If the 2004 Auburn team from the mighty SEC cannot get in a title game as an undefeated then neither would an undefeated non-BCS team that starts in the top five.  However, in saying that both TCU and Boise State have some credit built up with previous great seasons, both played in a BCS game in 2009, and return a ton of talent.  The 2010 schedule for both gives them opportunities to showcase their talent with TCU getting Oregon State, BYU, and Utah; while Boise gets Oregon State and Virginia Tech.  Those games should be good enough to earn respect if both squads win them, and hopefully out weigh the dregs of the Mountain West and WAC.
 
Unfortunately the bottom of both leagues is treated worse then the bottom of the BCS leagues. Is Indiana, Washington State, Syracuse, Kansas State, or Vanderbilt really that much better then UNLV, Utah State, San Diego State, or Louisiana Tech?  If the voters would realize that a bad team is a bad team no matter what league they are from then the non-BCS would have a chance.

Kevan: It appears that voter perception is going to be the biggest factor in Boise State's chances for a national championship in 2010. Perhaps we should be debating Chris Fowler's mood in August when he's filling out his preseason ballot. Grumpy? Pensive? xx?

If voter perception is the key, then I cannot see a way that the Fiesta Bowl will help out either TCU or Boise State. The Fiesta Bowl pairing of two non-BCS teams has made it that much more difficult for the country to quantify either team's win. Sure, the matchup is exciting. But the aftermath is anything but. A Boise State win will still cause detractors to point to a lack of BCS competition. As my good friend Stuart Scott says, "Haters gonna hate." And win-or-lose in the Fiesta Bowl, nothing is going to change that for the Broncos.

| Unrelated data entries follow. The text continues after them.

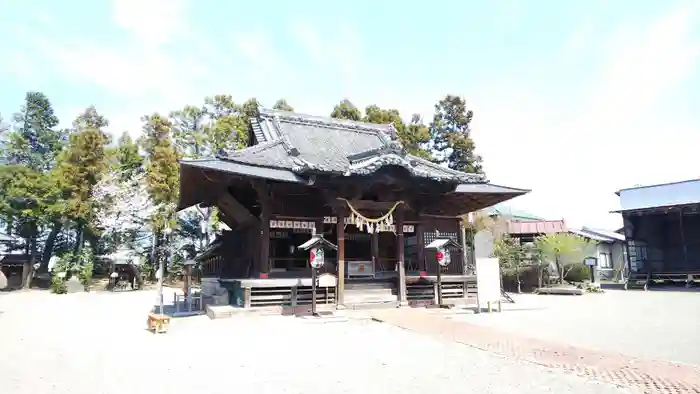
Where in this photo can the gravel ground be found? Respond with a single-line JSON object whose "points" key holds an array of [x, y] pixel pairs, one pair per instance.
{"points": [[660, 325], [97, 343]]}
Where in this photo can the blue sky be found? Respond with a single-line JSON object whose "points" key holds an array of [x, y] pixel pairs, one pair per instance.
{"points": [[572, 99]]}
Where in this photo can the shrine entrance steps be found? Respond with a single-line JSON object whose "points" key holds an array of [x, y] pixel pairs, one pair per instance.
{"points": [[369, 294]]}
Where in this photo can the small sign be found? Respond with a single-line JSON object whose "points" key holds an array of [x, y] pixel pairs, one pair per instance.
{"points": [[443, 257], [316, 258]]}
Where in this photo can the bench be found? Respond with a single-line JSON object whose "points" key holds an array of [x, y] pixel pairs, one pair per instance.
{"points": [[647, 279], [158, 323]]}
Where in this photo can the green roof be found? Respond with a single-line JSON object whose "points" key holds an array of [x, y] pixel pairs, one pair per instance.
{"points": [[504, 210]]}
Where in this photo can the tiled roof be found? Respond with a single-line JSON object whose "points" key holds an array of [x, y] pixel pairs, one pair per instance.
{"points": [[506, 211], [303, 143], [536, 227], [7, 238]]}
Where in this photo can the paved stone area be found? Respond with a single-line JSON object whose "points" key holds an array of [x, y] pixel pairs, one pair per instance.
{"points": [[663, 325], [647, 376], [97, 343]]}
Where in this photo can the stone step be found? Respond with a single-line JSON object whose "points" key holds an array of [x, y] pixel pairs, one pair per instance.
{"points": [[369, 285], [372, 305], [367, 298], [222, 311], [370, 291]]}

Jeremy: One of these days it has to happen for a non-BCS team to get to the BCS title game right?  I think progress has been inching forward over the past decade it started with the 1998 Tulane team being undefeated and not getting a sniff at the BCS, then BYU in 2001 getting a letter from the BCS saying they were being released from BCS consideration even though were undefeated with a few games left.  That BYU and Tulane teams threatened government intervention, which did eventually ease the restrictions to a top 12 ranking requirement and adding another BCS bowl.

The 2004 Utah team was the first non-BCS team to make it to the BCS with a top six ranking being the requirements.  However, every time it seems a non-BCS makes a move they get a slap in face -- that Utah team face an 8-3 Pitt team.  Then we all know the 2007 Fiesta Bowl where Boise State defeated the highly touted Oklahoma team that was a much better match then the Pitt team Utah faced a few years earlier.  That game provided at least the credence that a non-BCS team could compete at least on a one game basis with a BCS school.

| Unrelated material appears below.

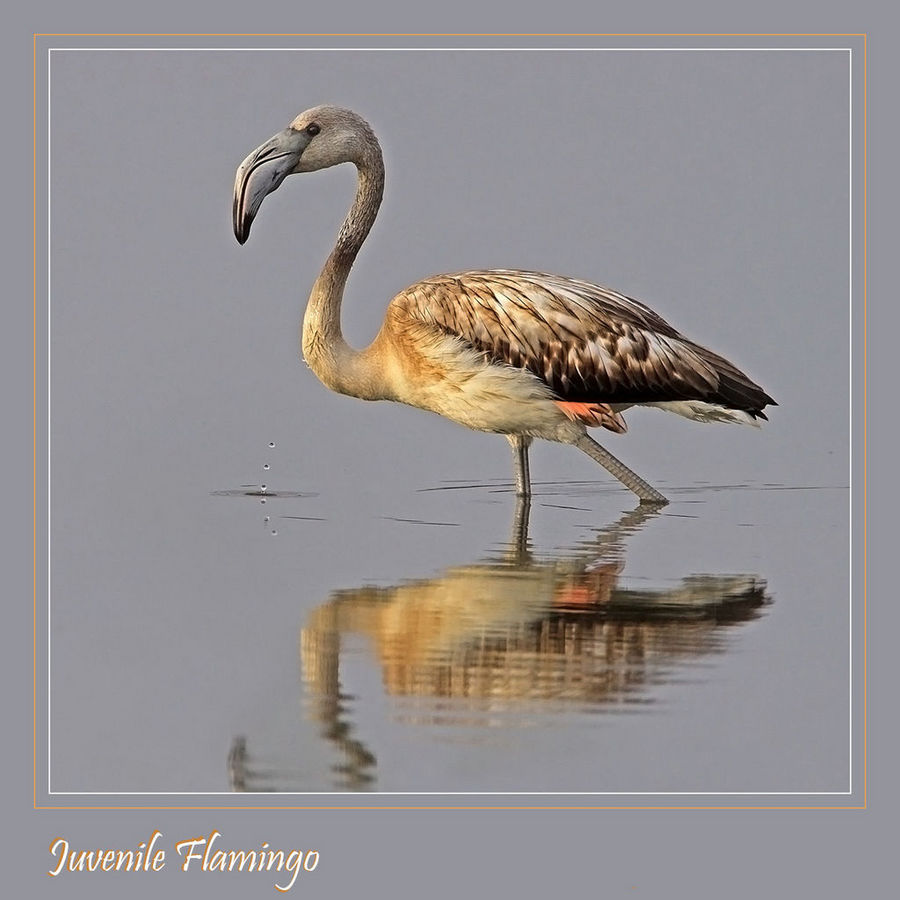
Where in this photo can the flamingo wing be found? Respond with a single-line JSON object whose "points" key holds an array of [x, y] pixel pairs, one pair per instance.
{"points": [[589, 344]]}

Progress again happened when the 2008 Utah team was making a case to be considered national champions after they crushed Alabama (even though no one including myself thought of Utah as a title contender prior to that game).   Even getting in the discussion for a title was huge. Then there is this year with both Boise State and TCU getting into a BCS game; even though the BCS matched them up to fans dismay.
 
Another reason why I think it is possible for the winner of this game to get a shot at the title game is that the Mountain West has had three teams ranked in the final top 25 the past two years, and in the final coaches poll of this year there were five non-BCS teams ranked.
 
The winner will still need help with BCS teams losing, but I still feel the winner will be in the top 5 when the preseason polls come out in August and they will have a legitimate case at the national title.  However, as we know the BCS will try to find a way from that happening, and the block will most likely come from the BCS coaches not ranking a non-BCS team number two even if it is deserved.

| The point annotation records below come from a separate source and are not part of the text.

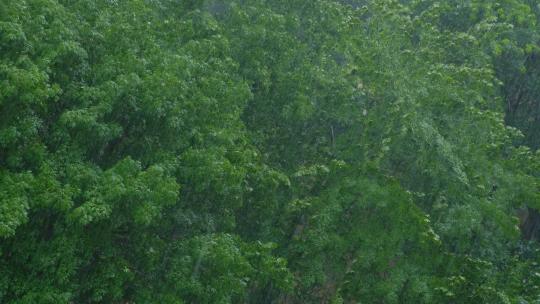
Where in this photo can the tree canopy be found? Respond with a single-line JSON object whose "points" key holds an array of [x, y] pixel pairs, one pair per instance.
{"points": [[269, 151]]}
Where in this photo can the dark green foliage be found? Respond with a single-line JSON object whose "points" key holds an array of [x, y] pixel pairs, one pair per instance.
{"points": [[159, 151]]}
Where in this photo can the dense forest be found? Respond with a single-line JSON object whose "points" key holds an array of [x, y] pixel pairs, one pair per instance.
{"points": [[269, 151]]}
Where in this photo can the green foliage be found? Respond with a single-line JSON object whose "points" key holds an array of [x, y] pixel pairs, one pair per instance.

Kevan: I am of the mind that progress can only last so long until it becomes change. College football is okay with non-BCS schools showing progress in the polls and in the BCS bowl picture. College football has yet to show that it is okay with change.

As such, I will not believe it until I see it. Win or lose in the Fiesta Bowl, Boise State and TCU will be no closer to a national title in 2010 than they were in 2009. That is college football for you.